With less than two weeks until online sports betting launches in the state, the North Carolina State Lottery Commission has awarded eight interactive sports betting licenses to operators.

Sports betting will launch in North Carolina on March 11th. This came after the state’s governor, Roy Cooper, signed House Bill 347 into law last year.

Approved licensees include the likes of FanDuel and DraftKings. Fanatics, Bet365, BetMGM, ESPN Bet and Underdog will also launch in the state.

Operators seeking approval to offer sports betting in the state were required to partner with a North Carolina sports team, league or venue. This led to a flood of business as operators tried to secure entry into the state.

For example, DraftKings partnered with stock car racing series Nascar, while BetMGM partnered with upstate Charlotte Motor Speedway. ESPN Bet gained access to North Carolina by signing a major PGA Tour deal and becoming the official betting operator of the Wells Fargo Championship, which is played in the state.

Probably the least known brand to launch is Underdog. North Carolina is the first sports betting license after the company expanded its position as a paid fantasy sports operator. He achieved this thanks to a partnership with McConnell Golf.

Caesars Entertainment, meanwhile, signed a tribal contract, expanding its relationship with the Eastern Band of Cherokee Indians (EBCI). However, since the EBCI is still waiting for approval as an operator, Caesars has only received a service provider license.

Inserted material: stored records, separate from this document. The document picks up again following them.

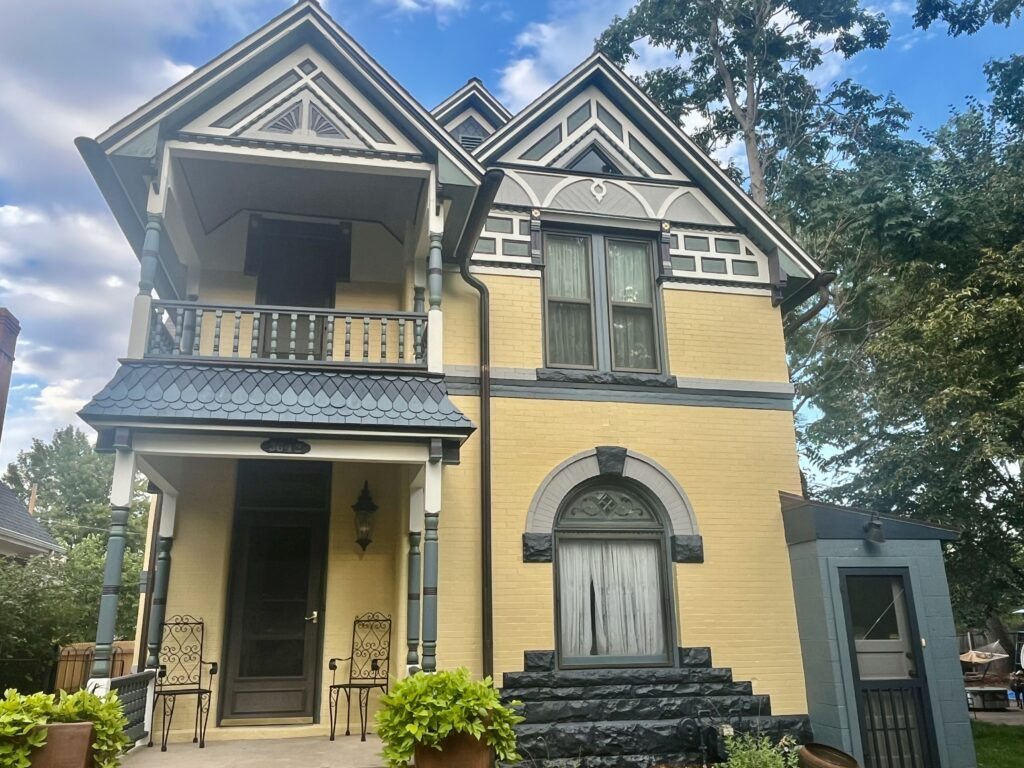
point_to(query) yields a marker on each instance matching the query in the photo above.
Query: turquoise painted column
(430, 520)
(159, 610)
(121, 488)
(413, 657)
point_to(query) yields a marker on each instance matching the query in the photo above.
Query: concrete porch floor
(346, 752)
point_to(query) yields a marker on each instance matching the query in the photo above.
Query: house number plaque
(285, 445)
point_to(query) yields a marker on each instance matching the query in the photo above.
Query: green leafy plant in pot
(446, 719)
(80, 728)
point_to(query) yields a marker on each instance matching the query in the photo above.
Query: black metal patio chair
(180, 674)
(370, 665)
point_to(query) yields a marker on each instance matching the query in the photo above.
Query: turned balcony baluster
(290, 335)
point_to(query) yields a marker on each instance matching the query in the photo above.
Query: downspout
(474, 225)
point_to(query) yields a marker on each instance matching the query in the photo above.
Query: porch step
(638, 676)
(651, 690)
(546, 741)
(564, 711)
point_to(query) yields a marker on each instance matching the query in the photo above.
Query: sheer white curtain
(610, 598)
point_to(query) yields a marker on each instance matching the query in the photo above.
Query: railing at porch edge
(135, 693)
(300, 335)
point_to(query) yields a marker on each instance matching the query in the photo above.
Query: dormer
(471, 114)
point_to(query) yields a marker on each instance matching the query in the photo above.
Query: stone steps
(635, 718)
(562, 711)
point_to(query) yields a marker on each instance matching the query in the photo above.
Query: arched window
(612, 580)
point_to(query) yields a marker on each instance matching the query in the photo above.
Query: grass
(998, 745)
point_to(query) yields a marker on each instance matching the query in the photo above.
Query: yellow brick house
(516, 382)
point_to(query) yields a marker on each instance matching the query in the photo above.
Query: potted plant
(75, 729)
(444, 719)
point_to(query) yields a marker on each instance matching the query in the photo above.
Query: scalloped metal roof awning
(190, 393)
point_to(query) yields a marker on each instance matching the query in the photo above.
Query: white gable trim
(713, 174)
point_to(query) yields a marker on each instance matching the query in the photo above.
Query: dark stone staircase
(635, 718)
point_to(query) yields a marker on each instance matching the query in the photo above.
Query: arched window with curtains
(613, 590)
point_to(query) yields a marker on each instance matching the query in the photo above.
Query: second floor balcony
(284, 335)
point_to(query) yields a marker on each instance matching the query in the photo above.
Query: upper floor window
(600, 302)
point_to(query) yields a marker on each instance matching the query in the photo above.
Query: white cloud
(50, 266)
(547, 50)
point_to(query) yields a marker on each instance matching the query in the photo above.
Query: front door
(276, 592)
(896, 724)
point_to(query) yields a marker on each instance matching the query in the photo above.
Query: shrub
(24, 717)
(425, 709)
(753, 751)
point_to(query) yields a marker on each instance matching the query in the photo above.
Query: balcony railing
(300, 335)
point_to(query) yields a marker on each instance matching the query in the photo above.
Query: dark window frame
(605, 531)
(601, 303)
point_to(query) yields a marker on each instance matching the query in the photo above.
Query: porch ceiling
(273, 396)
(221, 188)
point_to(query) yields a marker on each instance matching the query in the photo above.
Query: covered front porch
(271, 751)
(271, 539)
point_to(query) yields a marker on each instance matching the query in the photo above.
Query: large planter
(458, 751)
(822, 756)
(68, 745)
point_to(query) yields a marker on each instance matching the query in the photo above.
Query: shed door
(896, 724)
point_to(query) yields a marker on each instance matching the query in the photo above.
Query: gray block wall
(827, 667)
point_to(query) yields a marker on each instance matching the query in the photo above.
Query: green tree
(916, 383)
(745, 67)
(73, 483)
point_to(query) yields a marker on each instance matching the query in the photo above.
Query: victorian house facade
(549, 346)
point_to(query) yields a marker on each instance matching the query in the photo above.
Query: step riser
(656, 676)
(669, 690)
(639, 737)
(643, 709)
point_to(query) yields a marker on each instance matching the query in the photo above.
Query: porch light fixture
(873, 531)
(365, 509)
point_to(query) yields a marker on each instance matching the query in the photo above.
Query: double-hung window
(600, 302)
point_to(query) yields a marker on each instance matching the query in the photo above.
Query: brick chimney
(9, 329)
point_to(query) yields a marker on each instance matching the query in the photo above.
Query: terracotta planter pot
(68, 745)
(458, 751)
(821, 756)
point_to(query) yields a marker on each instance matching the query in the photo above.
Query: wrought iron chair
(180, 674)
(369, 668)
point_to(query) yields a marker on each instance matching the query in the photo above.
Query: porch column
(435, 329)
(431, 517)
(142, 308)
(121, 489)
(161, 580)
(413, 656)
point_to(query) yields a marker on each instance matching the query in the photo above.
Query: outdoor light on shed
(365, 509)
(873, 531)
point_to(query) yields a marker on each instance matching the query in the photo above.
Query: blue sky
(73, 67)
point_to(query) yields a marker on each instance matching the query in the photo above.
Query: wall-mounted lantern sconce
(873, 531)
(365, 509)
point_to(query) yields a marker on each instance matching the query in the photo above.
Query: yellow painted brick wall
(724, 336)
(730, 462)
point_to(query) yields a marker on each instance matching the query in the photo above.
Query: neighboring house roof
(472, 95)
(275, 396)
(598, 70)
(20, 529)
(809, 520)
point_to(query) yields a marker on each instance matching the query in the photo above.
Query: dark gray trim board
(540, 548)
(666, 395)
(808, 521)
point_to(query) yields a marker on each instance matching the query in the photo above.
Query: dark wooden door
(896, 725)
(275, 602)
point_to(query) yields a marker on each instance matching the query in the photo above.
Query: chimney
(9, 329)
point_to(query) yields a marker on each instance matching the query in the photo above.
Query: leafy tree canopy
(745, 68)
(73, 487)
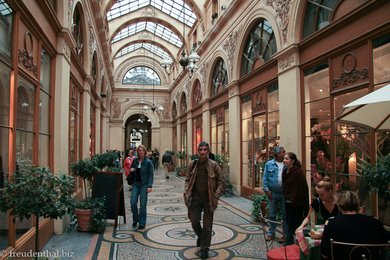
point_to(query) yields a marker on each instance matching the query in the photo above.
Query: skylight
(157, 29)
(141, 75)
(173, 8)
(152, 48)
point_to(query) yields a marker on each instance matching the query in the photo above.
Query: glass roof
(157, 29)
(4, 8)
(141, 75)
(173, 8)
(152, 48)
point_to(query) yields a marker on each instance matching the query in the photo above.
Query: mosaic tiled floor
(168, 233)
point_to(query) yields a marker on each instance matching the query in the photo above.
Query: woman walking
(296, 193)
(142, 168)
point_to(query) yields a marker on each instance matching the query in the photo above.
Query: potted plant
(36, 191)
(105, 161)
(88, 212)
(260, 206)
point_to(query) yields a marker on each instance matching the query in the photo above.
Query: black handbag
(130, 179)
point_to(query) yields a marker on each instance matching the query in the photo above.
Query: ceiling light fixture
(193, 58)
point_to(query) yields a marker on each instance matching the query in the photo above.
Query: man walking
(167, 161)
(272, 185)
(204, 185)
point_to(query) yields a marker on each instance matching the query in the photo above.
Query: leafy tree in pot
(36, 191)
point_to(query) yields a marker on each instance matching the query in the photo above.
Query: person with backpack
(204, 184)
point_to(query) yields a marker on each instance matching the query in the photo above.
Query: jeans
(141, 191)
(203, 233)
(277, 202)
(294, 216)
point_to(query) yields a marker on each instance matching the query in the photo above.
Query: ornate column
(234, 137)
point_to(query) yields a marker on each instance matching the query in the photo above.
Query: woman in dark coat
(296, 193)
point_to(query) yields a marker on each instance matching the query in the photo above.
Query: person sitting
(324, 206)
(351, 227)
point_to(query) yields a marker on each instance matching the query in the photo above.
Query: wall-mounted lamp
(166, 64)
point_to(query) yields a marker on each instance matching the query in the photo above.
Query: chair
(276, 252)
(355, 251)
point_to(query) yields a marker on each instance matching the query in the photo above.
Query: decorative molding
(350, 72)
(92, 41)
(230, 46)
(145, 35)
(286, 63)
(282, 8)
(203, 72)
(149, 11)
(233, 91)
(70, 5)
(66, 50)
(25, 56)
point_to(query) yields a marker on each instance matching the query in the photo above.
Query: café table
(310, 245)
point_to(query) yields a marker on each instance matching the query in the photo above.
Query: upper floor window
(318, 15)
(220, 79)
(259, 47)
(141, 76)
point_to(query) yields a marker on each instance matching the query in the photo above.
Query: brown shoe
(281, 240)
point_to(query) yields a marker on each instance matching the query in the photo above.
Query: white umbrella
(372, 110)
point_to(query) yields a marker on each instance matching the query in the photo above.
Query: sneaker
(204, 254)
(281, 240)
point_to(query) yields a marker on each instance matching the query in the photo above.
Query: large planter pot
(83, 219)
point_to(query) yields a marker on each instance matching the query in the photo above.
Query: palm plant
(36, 191)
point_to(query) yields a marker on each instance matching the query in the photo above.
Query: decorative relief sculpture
(203, 72)
(230, 46)
(282, 7)
(286, 63)
(350, 72)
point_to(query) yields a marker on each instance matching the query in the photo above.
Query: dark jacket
(146, 171)
(295, 188)
(167, 157)
(216, 184)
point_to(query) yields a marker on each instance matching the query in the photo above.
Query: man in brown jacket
(203, 186)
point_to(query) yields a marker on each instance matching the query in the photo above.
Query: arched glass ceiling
(157, 29)
(173, 8)
(152, 48)
(141, 75)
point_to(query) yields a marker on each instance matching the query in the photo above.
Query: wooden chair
(360, 251)
(277, 252)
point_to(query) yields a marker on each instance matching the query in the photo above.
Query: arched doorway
(137, 131)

Initially, only seven operators were included on the Commission’s approved list. However, later on Thursday, an EBCI company called Tribal Gaming Casino Enterprise was added. EBCI already offers land-based sports betting at its casinos in Cherokee and Murphy.

11 March is the big day for sports betting in North Carolina

Players in North Carolina can register and begin depositing starting March 1 (Friday) at 12:00 p.m. ET.

Companies that received licenses to operate sports betting before March 11 include GeoComply, SBTech and Sportradar.

Earlier this month, the commission approved a voluntary self-exclusion program for North Carolina residents. It is part of the NC Problem Gambling Program, which provides gambling harm prevention, education and services. House Bill 347 would allocate an additional $2 million (£1.6 million/€1.9 million) per year to the program to expand it.

Players can submit a voluntary self-exclusion registration form on the Commission’s website. Players can choose to self-exclude for one year, three years, five years or for life. After this, players will no longer be able to place bets online, at a sportsbook or on horses. Any winnings that arise will be paid out.

North Carolina will become the 30th US state to offer online sports betting. The tax was set at 18% of each license holder’s gross gaming revenue. This was previously 14%, but was later changed in the Senate.